Altra giornata di tormenti, per i democratici. Al mattino, al videoforum su Repubblica Tv, il leader del Pd strappa al sindaco l’arma della rottamazione: «Io non chiederò a D’Alema di candidarsi. Io non chiedo a nessuno di candidarsi. Io non sono quello che nomina i deputati. Io farò applicare la regola, chi ha fatto più di 15 anni deve singolarmente chiedere una deroga alla direzione nazionale».
È una svolta. D’Alema diserta la riunione di corrente dei parlamentari bersaniani e il segretario deve chiamarlo al telefono per chiarire. Ma intanto, sulla «giostra» che ha preso a girare vorticosamente nel Pd, le interpretazioni si scatenano. L’ex ministro ha davvero «scaricato» l’ex premier? La dalemiana Velina rossa di Pasquale Laurito paragona Bersani a «Ponzio Pilato» e prevede la vittoria del «Grillo di Firenze». Ma D’Alema, dopo aver detto «mi candido solo se me lo chiede il Pd», non si arrende: «Decide il gruppo dirigente. D’altro canto io non mi ero rivolto a Bersani, ma al partito». E a chi gli domanda se intenda chiedere la deroga, dopo 23 anni e 190 giorni di Parlamento, replica infastidito: «C’è tempo, deciderò quando riterrò opportuno farlo». Non si sente scaricato dal segretario? «Assolutamente no, sono d’accordo con quello che ha detto». Ma il cielo sul Pd è livido. Ed è con malcelata soddisfazione che i renziani assistono allo psicodramma innescato dal loro leader. «Anche Bersani è rottamatore, se D’Alema si aspettava una difesa è rimasto deluso. Ora non ci resta che aspettare uno a uno sulla riva del fiume» è il commento malizioso di Roberto Reggi, capo della campagna del sindaco. Un’uscita che il bersaniano Stefano Fassina respinge inasprendo la polemica: «Le dichiarazioni di Reggi sono squallide e inaccettabili». Perché nel Pd il rinnovamento «è in corso da tempo» e per metterlo in moto, è la linea di Bersani, non serviva Renzi.

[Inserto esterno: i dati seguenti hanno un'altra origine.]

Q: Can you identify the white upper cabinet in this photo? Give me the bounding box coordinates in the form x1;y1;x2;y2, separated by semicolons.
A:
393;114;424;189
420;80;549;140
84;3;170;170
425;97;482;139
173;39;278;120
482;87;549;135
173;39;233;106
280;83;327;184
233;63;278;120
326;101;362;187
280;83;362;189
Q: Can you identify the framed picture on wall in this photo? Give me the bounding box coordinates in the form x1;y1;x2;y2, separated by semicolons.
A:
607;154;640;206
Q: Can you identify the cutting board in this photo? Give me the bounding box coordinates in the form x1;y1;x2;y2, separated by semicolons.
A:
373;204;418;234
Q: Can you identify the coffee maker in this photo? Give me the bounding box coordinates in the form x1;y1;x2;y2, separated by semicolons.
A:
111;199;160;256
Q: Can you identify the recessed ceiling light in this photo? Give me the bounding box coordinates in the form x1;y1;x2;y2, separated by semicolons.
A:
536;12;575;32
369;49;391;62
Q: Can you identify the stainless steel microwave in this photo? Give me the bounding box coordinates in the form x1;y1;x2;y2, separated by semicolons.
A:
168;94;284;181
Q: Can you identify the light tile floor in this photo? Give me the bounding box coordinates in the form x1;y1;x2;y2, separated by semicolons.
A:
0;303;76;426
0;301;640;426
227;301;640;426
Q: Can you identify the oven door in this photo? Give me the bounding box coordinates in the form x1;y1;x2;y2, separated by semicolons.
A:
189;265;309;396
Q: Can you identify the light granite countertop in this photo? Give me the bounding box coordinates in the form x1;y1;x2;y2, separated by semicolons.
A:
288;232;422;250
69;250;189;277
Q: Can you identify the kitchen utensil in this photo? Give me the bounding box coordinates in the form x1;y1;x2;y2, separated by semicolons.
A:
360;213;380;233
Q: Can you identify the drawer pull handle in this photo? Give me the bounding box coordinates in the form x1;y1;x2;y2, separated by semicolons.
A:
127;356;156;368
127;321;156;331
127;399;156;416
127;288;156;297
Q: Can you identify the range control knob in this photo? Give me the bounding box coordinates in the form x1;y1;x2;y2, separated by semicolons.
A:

Ma ieri anche lo sfidante ha dovuto mandar giù un calice amaro, l’articolo di Michele Prospero su L’Unità  lo ha letteralmente sconvolto: «Trovo ingiusto che il quotidiano fondato da Gramsci scriva che rottamazione è una parola fascistoide e, con stile e sobrietà , mi giudichi volgare, rozzo, populista, suicida, cinico, arrampicatore, brutale». Il termine fa discutere. «Rottamazione? Inorridisco…», commenta De Mita, 84 anni, alla presentazione del suo ultimo libro, «La storia d’Italia non è finita» (Guida editore).
Ma intanto Arturo Parisi e Livia Turco hanno deciso di non ricandidarsi e Bersani spera che altri seguano l’esempio di Veltroni. «È tutta gente che sa bene che si può essere protagonisti senza essere parlamentari. Quel che non è accettabile è che qualcuno impanchi, che dica “tu sei il ramo secco, tu il motorino da rottamare”». E se Renzi vincesse? «Non ci saranno scissioni», confida il leader. Intanto il partito ha ufficializzato tre candidature: il segretario, il sindaco e Laura Puppato. E con tutti, compresi Vendola e Tabacci, Bersani è pronto a confrontarsi in tv: «Alla grande…».